SEVEN historic wooden boats from Faroe are set to visit Shetland in June.
The ships – two of which date back to 1884 – will stop off in Lerwick after visiting Denmark as part of celebrations marking the centenary of the Faroese flag.
The fleet aims to be in Lerwick on 13 and 14 June and the ships will be open to the public.
The visit comes courtesy of Faroese Association of Wooden Sailing Ships, or Felagið Føroysk Træseglskip.
“Our bonds with Shetland are long-standing and very close, not least through the many aspects we share in our maritime history and heritage,” the group said.
“While in Lerwick the ships are open to the public so people can visit the seven ships and speak with members of the crew about the ships and the old relationship between Shetland and Faroe Islands.”

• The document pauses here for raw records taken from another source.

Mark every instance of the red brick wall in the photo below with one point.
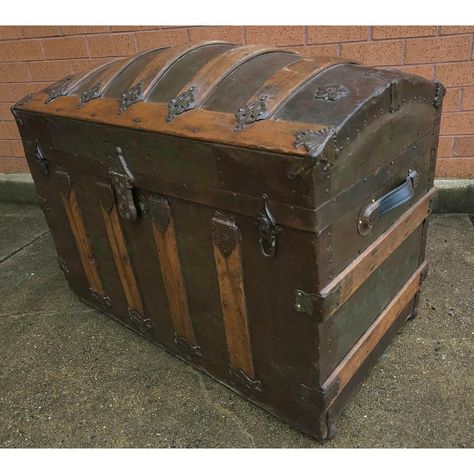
(32, 57)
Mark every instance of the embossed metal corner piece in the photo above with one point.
(317, 395)
(143, 323)
(160, 212)
(131, 96)
(244, 382)
(331, 93)
(314, 141)
(89, 94)
(122, 180)
(440, 91)
(41, 161)
(268, 230)
(104, 301)
(190, 351)
(225, 233)
(59, 88)
(250, 113)
(181, 103)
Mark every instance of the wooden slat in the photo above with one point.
(82, 241)
(232, 295)
(211, 74)
(173, 280)
(122, 260)
(343, 373)
(354, 275)
(284, 83)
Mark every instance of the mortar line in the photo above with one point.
(23, 247)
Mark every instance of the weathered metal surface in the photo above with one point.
(162, 224)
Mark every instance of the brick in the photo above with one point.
(14, 165)
(337, 34)
(40, 31)
(49, 70)
(467, 102)
(65, 48)
(445, 147)
(461, 74)
(134, 28)
(454, 30)
(83, 30)
(10, 32)
(112, 45)
(9, 131)
(331, 50)
(233, 34)
(387, 32)
(457, 123)
(275, 35)
(464, 146)
(84, 65)
(451, 100)
(426, 71)
(14, 72)
(379, 53)
(22, 50)
(156, 39)
(432, 50)
(455, 168)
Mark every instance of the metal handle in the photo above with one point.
(393, 199)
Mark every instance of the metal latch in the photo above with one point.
(268, 230)
(122, 180)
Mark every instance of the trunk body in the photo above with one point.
(279, 248)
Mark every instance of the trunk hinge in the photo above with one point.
(122, 181)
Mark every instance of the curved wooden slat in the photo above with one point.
(155, 70)
(279, 88)
(196, 91)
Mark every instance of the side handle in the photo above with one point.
(395, 198)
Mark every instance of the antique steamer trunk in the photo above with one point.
(260, 214)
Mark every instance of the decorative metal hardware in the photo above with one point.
(268, 230)
(41, 161)
(244, 382)
(395, 96)
(122, 180)
(92, 93)
(314, 141)
(63, 266)
(59, 88)
(252, 112)
(318, 396)
(190, 351)
(181, 103)
(159, 210)
(102, 300)
(440, 91)
(331, 93)
(143, 323)
(225, 233)
(131, 96)
(316, 304)
(64, 182)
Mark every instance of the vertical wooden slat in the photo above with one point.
(122, 259)
(165, 239)
(82, 241)
(228, 258)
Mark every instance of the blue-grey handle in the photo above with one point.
(386, 203)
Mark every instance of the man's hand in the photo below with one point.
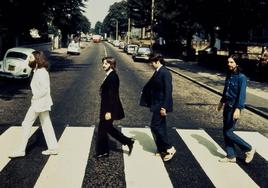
(108, 116)
(163, 112)
(236, 114)
(219, 107)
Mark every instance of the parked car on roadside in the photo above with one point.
(116, 43)
(143, 53)
(73, 48)
(130, 48)
(15, 63)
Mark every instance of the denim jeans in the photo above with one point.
(230, 138)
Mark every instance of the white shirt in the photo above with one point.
(40, 85)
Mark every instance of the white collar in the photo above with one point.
(109, 71)
(159, 67)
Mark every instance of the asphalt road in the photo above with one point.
(75, 82)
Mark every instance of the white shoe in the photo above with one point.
(250, 155)
(50, 152)
(17, 154)
(170, 153)
(228, 160)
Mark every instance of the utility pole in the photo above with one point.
(116, 30)
(152, 23)
(128, 31)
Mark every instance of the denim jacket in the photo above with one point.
(234, 93)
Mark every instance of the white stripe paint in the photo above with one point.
(143, 169)
(9, 141)
(257, 140)
(207, 152)
(68, 167)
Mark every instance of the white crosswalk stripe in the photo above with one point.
(67, 169)
(207, 152)
(9, 140)
(138, 166)
(256, 140)
(142, 168)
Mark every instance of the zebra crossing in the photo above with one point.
(142, 168)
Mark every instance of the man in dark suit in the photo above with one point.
(111, 109)
(157, 95)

The Faroese flag was designed in the Danish capital in 1919 by Faroese students and was presented to the public on 2 June 1919 in a park to the north of Copenhagen.

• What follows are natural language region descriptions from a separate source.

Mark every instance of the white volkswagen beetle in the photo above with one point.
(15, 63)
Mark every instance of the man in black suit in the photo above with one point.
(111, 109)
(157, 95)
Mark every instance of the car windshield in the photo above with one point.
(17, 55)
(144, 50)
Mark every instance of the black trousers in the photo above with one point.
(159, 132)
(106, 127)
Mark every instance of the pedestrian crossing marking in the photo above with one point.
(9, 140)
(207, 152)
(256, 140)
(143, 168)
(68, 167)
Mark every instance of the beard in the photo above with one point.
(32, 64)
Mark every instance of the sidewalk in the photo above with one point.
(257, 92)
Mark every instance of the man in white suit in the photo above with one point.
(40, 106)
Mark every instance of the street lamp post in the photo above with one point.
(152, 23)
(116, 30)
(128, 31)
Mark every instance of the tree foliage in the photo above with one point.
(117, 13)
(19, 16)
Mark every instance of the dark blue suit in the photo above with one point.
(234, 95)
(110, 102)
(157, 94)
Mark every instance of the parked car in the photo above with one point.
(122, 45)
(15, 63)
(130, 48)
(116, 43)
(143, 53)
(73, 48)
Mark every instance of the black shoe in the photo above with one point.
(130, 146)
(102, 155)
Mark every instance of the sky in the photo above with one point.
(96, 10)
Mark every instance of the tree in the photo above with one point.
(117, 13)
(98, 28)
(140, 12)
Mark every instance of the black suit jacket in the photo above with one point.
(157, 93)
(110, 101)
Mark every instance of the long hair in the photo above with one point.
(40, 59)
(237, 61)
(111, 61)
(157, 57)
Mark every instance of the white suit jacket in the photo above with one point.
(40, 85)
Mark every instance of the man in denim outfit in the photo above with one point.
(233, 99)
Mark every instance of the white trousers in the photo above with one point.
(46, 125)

The 2019 Faroese Flag Flotilla will first visit Denmark, taking in the cities of Århus and Copenhagen, before stopping off in Lerwick on the way back to Faroe.
Five of the seven vessels due to visit Shetland have been deemed worthy of preservation by the National Museum of the Faroe Islands.
The Johanna TG 326 and the Westward Ho TN 54 were built in England in 1884.
They will be joined by the Dragin KG 212 built in Copenhagen in 1945, and the five years older Thorshavn.
Norðlýsið TN 24 built at the Torshavn shipyard in 1945 will also head out to sea.
Two motorised boats will feature in the fleet – the Heimdal VA 151 and the Norðan KG 334 designed and built by celebrated boat builder Lias í Rættará in Torshavn in 1919 and 1945 respectively.
The daily maintenance and running of all the vessels is taken care of by a dedicated circle of “ship friends” who are interested in the preservation of this cultural heritage.
Johanna and Westward Ho are both ships known in Faroese as slupp – ‘smack’ in English – that were imported from England and Scotland from the late 1870s until the 1930s.
These vessels helped to transform the Faroe Islands from a farming to a fisheries-based society and also to a modern cash-based economy.
There were over 130 ‘smacks’ active in their heyday in the Faroe Islands, but today only Johanna and Westward Ho survive.